Истомленный, разбитый, я застыл в этой позе. Сколько времени пробыл я в таком положении? Как я мог вырваться из смертельных объятий саргасс? Каким образом снова я вскарабкался на свое сиденье? Откуда взялись у меня силы? Этого я не помню, в моих воспоминаниях тут какой-то мрак; и все-таки я снова открыл глаза и увидел освещенное солнцем небо и мой пропеллер, который казался стрелкой остановившихся часов, указывающей на зловещий час кончины.
О! Солнце болезненно обожгло мне лоб! «Икар» движется и сильно колеблется. Я принужден держаться руками, чтобы не упасть, и все-таки пропеллер неподвижен. Мне кажется, что крылья идут вперед, обрывая вязкую массу, которая тянется вдаль, насколько хватает глаз, и каждый раз, как накреняется аппарат, саргассы протягивают тысячи усиков, как бы желая обвить его.
Но меня мучит жажда, жажда! Жидкость, которую проглатывает мое горло, жжет, как огонь! Жидкость с тошнотворным вкусом, которую я пью, припав к каучуковой трубке, эта жидкость — бензин!
. . . . . . . . . . . . . . . . . . . . . . . . . . . . . . . . . . . . .
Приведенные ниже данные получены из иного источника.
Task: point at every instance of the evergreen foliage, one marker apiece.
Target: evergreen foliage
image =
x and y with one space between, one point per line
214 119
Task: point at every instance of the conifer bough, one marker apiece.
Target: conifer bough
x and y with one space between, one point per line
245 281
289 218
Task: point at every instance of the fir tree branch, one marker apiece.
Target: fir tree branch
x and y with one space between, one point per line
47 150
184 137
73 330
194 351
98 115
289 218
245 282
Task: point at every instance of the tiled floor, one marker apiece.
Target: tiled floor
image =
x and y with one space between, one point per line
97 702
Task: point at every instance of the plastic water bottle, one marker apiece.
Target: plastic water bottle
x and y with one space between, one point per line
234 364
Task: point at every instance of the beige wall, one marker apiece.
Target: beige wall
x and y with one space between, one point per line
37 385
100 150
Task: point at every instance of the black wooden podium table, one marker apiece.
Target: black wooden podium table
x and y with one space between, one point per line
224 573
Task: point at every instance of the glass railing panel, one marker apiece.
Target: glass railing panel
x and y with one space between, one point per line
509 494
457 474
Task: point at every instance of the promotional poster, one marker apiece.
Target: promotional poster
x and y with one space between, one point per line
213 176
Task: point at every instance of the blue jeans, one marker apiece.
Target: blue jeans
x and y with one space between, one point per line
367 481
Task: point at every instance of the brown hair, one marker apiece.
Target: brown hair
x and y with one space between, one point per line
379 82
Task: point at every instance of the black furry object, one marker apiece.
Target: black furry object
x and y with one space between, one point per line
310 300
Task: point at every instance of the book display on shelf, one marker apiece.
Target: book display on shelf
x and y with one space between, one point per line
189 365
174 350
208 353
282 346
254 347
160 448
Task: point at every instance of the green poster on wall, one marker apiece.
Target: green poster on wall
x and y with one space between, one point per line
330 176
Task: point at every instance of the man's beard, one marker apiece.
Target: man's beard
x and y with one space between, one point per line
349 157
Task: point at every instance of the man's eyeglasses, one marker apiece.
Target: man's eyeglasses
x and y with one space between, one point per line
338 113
Колокола замолкли. Но уже сладостно убаюкивают звуки невыразимо очаровательной музыки. Что это, — не ветер ли колышет ремни и обшивку «Икара»? Существуют рассказы про Эолову арфу, вибрирующую под дуновением зефира, про голоса, идущие из морских глубин, нежные, чарующие голоса! И эта мелодия, слов которой я не могу разобрать, напоминает мне что-то знакомое… Неужели это твой хор, о, Эсхил, явился стенать над моей агонией?.. Вся моя любовь к древней Элладе, казалось, воскресла при звуках этой мелодии. Я начинаю ясно различать греческие слова… и волны, по-видимому, расступились, чтобы дать место силуэтам женщин… Эти длинные руки, протянутые ко мне, это уже не липкие щупальца саргасс; эти груди, рассекающие волны, они подобны килю трирем; это античные сирены, очаровавшие аргонавтов! Они явились увлечь меня в подводные обители! Я ощущаю на лице свежесть их рук. Они увлекают меня, нежно убаюкивая, и меж их рук я с улыбкой проскальзываю к освободительному забвению.